A aura da pixação está nas ruas e por mais que aja semelhança nas caligrafias espalhadas pela cidade de São Paulo a manifestação se autentica pela forma e locais onde é produzida, esquivando-se assim do veredito da imitação. Por essa razão seus protagonistas, da mesma maneira que os demais artistas contemporâneos (especialmente os performáticos e os que utilizam tecnologias como vídeo e fotografia) podem atrever-se a temas do homem e da sociedade para os quais a arte profissional de galeria do Ocidente não possui mais nenhuma expressão.

A conclusão que chegamos é que o fim da história da arte, bem como da arte, propagada por Belting, libertou o artista e o público. Hoje já não é mais preciso quebrar o espelho contido na história da arte, já que não se possui mais a cultura para todas as épocas. A pixação reflete bem este rompimento de paradigmas, por ser livre, democrática, autêntica, contestadora e esteticamente agressiva. O belo, o bom e o verdadeiro já não são fundamentais. O monopólio de um pensamento ocidental protecionista com sua arrogância de precursor ultrapassado já não convence mais.

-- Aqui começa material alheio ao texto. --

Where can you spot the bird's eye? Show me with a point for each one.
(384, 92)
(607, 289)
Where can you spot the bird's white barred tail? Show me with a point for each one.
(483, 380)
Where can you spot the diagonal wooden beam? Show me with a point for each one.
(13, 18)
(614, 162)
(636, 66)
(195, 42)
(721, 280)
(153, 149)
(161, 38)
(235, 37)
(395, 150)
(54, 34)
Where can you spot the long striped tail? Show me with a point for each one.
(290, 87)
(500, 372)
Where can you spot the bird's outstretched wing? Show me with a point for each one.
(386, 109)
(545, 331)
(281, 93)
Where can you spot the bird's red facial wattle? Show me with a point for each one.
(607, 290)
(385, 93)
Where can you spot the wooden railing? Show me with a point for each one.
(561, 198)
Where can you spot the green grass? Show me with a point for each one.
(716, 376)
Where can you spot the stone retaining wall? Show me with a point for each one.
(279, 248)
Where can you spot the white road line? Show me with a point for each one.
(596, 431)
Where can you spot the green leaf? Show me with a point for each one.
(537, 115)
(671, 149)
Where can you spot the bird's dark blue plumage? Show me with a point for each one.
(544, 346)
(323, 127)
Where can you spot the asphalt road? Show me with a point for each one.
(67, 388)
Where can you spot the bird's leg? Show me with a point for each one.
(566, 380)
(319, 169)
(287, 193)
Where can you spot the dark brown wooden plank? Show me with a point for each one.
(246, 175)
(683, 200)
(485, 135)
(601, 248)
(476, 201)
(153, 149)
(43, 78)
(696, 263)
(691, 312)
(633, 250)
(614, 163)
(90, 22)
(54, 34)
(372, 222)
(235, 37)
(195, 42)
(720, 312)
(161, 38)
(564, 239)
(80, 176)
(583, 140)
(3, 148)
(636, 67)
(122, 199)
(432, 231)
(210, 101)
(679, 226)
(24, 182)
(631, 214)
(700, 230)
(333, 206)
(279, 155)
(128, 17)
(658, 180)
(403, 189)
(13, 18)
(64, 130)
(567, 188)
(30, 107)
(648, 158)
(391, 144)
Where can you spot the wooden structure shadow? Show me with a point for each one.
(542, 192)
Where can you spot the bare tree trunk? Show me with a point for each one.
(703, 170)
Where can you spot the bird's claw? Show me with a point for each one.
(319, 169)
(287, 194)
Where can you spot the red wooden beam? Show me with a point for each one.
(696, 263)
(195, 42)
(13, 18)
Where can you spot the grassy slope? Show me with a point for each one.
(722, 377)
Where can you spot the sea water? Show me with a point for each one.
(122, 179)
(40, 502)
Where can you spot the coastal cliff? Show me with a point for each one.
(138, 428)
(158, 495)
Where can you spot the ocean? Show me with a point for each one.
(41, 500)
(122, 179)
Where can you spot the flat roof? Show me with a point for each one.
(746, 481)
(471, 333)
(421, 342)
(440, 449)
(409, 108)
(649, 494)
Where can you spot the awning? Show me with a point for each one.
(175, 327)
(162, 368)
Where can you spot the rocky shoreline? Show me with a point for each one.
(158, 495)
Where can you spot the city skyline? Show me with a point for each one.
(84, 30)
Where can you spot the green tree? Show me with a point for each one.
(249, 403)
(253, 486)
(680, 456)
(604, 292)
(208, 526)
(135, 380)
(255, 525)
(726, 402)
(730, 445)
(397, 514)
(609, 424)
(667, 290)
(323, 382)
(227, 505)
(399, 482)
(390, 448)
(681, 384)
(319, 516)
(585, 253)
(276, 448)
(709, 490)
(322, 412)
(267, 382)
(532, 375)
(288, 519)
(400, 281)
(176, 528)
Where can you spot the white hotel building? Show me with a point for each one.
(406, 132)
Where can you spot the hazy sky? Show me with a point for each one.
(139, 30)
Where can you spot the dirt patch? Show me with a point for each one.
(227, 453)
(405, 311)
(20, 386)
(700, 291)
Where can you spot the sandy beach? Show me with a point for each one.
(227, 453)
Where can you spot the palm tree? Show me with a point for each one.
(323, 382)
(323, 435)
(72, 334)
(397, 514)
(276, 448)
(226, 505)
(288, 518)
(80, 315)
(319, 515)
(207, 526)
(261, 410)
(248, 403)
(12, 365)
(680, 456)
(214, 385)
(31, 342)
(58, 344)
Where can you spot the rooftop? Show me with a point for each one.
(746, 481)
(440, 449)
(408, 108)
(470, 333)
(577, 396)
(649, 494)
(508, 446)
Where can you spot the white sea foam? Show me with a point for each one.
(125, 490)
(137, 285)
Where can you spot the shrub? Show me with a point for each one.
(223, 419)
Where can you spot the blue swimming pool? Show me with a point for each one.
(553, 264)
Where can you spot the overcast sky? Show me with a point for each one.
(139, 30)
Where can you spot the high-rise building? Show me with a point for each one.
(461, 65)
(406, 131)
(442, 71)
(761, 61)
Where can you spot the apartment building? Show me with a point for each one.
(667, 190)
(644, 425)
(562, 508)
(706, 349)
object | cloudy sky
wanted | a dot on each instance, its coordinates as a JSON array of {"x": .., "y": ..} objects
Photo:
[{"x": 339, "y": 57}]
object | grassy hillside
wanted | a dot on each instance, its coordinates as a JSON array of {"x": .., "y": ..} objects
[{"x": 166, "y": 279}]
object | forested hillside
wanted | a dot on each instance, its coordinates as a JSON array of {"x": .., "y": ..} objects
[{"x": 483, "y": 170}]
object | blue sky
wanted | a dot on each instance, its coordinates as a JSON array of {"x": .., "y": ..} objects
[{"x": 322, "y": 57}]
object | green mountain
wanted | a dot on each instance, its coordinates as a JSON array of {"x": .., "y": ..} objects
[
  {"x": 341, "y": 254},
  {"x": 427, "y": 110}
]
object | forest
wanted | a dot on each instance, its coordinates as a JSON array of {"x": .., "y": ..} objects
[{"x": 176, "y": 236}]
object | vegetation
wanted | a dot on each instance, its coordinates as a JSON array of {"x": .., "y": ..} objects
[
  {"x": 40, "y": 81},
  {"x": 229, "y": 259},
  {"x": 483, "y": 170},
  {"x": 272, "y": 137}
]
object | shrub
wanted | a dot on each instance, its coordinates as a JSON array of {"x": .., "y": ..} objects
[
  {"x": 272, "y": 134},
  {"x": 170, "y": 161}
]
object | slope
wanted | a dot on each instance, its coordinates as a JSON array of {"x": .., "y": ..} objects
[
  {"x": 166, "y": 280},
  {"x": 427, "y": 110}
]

Os olhos do mundo miram para uma nova história da arte, iniciada por Duchamp e os dadaístas do início do século XX, e que refletida na velocidade do mundo moderno não tem o menor interesse em ser compreendida, apenas disseminada e consumida. Bem vindo ao capitalismo selvagem.


Bibliografia consultada
- Hans BELTING, O Fim da História da Arte. São Paulo: Cosac Naify, 2006.
- Arthur C. DANTO, Após o fim da Arte. São Paulo: Edusp, 2006.
- Ricardo FABBRINI, A arte depois das vanguardas. Campinas: editora da Unicamp, 2002.
- Paulo Sérgio do CARMO, Culturas da Rebeldia – A juventude em questão. São Paulo: Editora SENAC São Paulo, 2003.